It's no secret that some ultra high-net-worth individuals attach 'naming rights' to their large-scale philanthropic donations, often out of a desire to be recognized for a legacy of giving rather than the ability to accumulate wealth. Since the terms of charitable donations are considered private under federal law, donors are becoming more brazen in the conditions they place on their gifts and it puts institutions in an awkward position.
We’ve become largely desensitized to these agreements due to their generally benign nature. They are, after all, ostensibly for the public good and similar to the sponsorship deals ubiquitous in daily life (you can probably count the number of sports stadiums in this country not named after a corporation on one hand).
However, two recent examples point to the complexity of these gifts, and the potential long-term harm they may cause: David Geffen’s donation to Lincoln Center and a more obscure case regarding Paul Smith’s College in upstate New York.
What’s interesting here are the tax implications. Geffen is allowed to use the full $100 million value of the gift when determining how much he can deduct from his taxes for charitable contributions. Yet, the naming rights clearly have value, so this wasn’t a straight gift. Geffen received something in return, which should affect how much he can deduct. Typically, this argument is difficult to make, as it’s very tough to apply traditional valuation techniques to establish a dollar value for charitable naming rights, since they’re not something that’s sold on a market (which is what usually separates these situations from superficially similar ones like stadium naming rights deals).
The case regarding Paul Smith’s College, on the other hand, is an interesting reflection of the danger of allowing perpetual naming rights to be attached to charitable gifts. Paul Smith’s College is a tiny school in northern New York with an endowment of about $27 million. It was created in 1937 by a bequest in the will of Phelps Smith, which also required that it “be forever known” as Paul Smith’s college.
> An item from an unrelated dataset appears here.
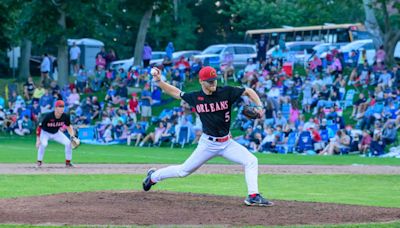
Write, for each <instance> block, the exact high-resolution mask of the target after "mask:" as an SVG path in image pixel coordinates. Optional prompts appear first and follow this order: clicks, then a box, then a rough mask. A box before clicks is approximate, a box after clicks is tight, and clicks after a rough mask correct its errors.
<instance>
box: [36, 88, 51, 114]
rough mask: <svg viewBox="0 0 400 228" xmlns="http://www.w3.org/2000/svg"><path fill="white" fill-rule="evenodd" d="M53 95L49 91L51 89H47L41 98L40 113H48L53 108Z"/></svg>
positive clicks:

Recently, it’s been the beneficiary of the philanthropic largesse of finance billionaire Sanford I. Weill and his wife Joan to the tune of about $10 million. The couple planned a further gift of $20 million, but only on the condition that the school’s name be changed to Joan Weill-Paul Smith’s College, to which the college acquiesced.
The non-profit school petitioned New York State Supreme Court to free it from the restrictions of its founder’s will, arguing it “nearly fatally impedes the ability of Paul Smith’s to seek large gifts from a single donor in order to make the investments it needs to remain viable.”
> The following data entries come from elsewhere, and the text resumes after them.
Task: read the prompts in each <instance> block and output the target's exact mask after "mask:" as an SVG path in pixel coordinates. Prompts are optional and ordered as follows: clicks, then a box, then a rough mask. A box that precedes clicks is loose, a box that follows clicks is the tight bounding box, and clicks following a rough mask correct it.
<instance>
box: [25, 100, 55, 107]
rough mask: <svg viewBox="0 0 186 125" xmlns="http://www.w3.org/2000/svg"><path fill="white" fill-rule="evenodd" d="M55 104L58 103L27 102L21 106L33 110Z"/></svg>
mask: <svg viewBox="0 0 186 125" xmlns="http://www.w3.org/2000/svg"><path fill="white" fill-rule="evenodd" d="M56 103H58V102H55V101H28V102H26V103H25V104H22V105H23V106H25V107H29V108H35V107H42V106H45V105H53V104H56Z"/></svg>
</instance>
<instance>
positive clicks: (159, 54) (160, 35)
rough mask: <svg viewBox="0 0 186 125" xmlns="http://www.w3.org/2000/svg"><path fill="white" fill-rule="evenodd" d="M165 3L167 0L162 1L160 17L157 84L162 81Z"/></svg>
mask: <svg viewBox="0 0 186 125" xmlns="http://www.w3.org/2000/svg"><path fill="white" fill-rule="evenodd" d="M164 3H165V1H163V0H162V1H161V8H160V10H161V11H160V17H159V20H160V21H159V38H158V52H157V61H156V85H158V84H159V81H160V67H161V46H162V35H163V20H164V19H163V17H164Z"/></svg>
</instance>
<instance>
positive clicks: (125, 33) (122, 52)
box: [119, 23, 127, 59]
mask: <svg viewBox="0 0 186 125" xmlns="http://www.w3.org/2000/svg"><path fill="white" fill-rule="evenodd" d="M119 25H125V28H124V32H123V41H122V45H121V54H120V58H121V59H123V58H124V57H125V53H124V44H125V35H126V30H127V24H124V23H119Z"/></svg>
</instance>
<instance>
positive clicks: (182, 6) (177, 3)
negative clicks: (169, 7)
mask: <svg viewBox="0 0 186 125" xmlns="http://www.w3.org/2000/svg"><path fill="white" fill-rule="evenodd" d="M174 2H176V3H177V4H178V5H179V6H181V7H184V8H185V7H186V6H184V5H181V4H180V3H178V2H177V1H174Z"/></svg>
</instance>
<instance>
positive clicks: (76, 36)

The petition was rejected. The court upheld the perpetual naming restriction, noting that the school was not in dire enough financial straights to require such drastic action. The Weills then pulled their gift. So, the very act of charity that allowed the school to be founded in the first place is what stopped it from securing its financial future and nearly doubling its endowment.
It’s very rare for these types of cases to reach a decision, so although this is not a high-profile case it nonetheless sends a strong message about the strength that courts will afford to perpetual naming agreements.
Institutions should take note and consider attaching time limits to such agreements so that they aren’t limited in the future to accepting large awards from the next generation of wealthy benefactors. Unfortunately, many institutions are at the mercy of big donors and don't have this luxury. Perhaps, government action to somehow incentivize such time restrictions is the only way to correct this imbalance; after all, charitable donation tax treatment is predicated on the idea that the donor receives nothing in return for the money; perhaps that should no longer include permanent civic-institution-sized billboards proclaiming, for all time, the donor's charitable heart, as well as their status.